- Genre: Public event, free university, festival
- Dates: Annually end of July
- Location(s): Băile Tușnad (Hungarian: Tusnádfürdő), Transylvania, Romania
- Coordinates: 46°08′49″N 25°51′38″E﻿ / ﻿46.1469°N 25.8605°E
- Years active: Since 1990
- Founders: David Campanale Zsolt Németh Tibor T Toró Zsolt Szilágyi
- Website: http://www.tusvanyos.ro

= Bálványos Free Summer University and Student Camp =

The Bálványos Free Summer University and Student Camp (Bálványosi Nyári Szabadegyetem és Diáktábor; Universitatea de Vară și Tabăra Studențească „Bálványos”; commonly known as the Tusványos Festival or just Tusványos) is a large-scale intellectual workshop of the Carpathian Basin held annually in Băile Tușnad, Romania (Tusnádfürdő). It was originally intended to promote cross-border co-operation, Romanian-Hungarian dialogue and cultural Hungarian-Hungarian political exchange. Besides the political and public themes, there is also the opportunity to relax and have fun and to participate in sporting and cultural events or visit concerts of Hungarian and Transylvanian Hungarian ensembles.

==History==
The first edition was held in 1990 at Balvanyos, with the intention to promote dialogue between Romanians, Hungarians from Romania, and Hungarians from Hungary. The early camps were attended by several high-ranking politicians both from Romania (such as Emil Constantinescu, Traian Băsescu, Adrian Severin) and Hungary, and it was well received by both communities.

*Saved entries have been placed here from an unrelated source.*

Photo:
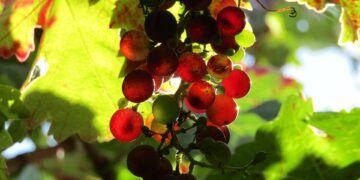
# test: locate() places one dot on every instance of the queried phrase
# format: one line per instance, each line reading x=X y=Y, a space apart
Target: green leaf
x=341 y=130
x=216 y=152
x=245 y=39
x=5 y=140
x=128 y=15
x=10 y=104
x=3 y=169
x=267 y=84
x=349 y=19
x=17 y=130
x=295 y=149
x=78 y=88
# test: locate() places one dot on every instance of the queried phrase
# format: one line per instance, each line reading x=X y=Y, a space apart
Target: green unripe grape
x=165 y=109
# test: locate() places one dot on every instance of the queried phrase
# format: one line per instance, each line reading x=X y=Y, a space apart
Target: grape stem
x=193 y=162
x=292 y=10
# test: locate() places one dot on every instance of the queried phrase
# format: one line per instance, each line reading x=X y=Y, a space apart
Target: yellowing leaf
x=17 y=22
x=79 y=88
x=127 y=14
x=350 y=21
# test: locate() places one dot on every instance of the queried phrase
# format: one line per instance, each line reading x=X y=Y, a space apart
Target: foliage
x=76 y=75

In 1997, the event was moved from Balvanyos to Tușnad (hence the Hungarian informal name Tusványos). Around 2000, it started turning from a political workshop into a student summer camp; some critics consider that to have a negative effect on the event. Around 2010, a new transformation took place: the Viktor Orbán regime from Hungary became heavily involved by using the summer university to exhibit the politics of Fidesz. The Romanian media became critical and the Romanian participation diminished. Many politicians refused invitations for the fear of being stigmatised and disapproved of the event because they considered that used to be a dialogue has turned instead into a monologue by the Hungarian side.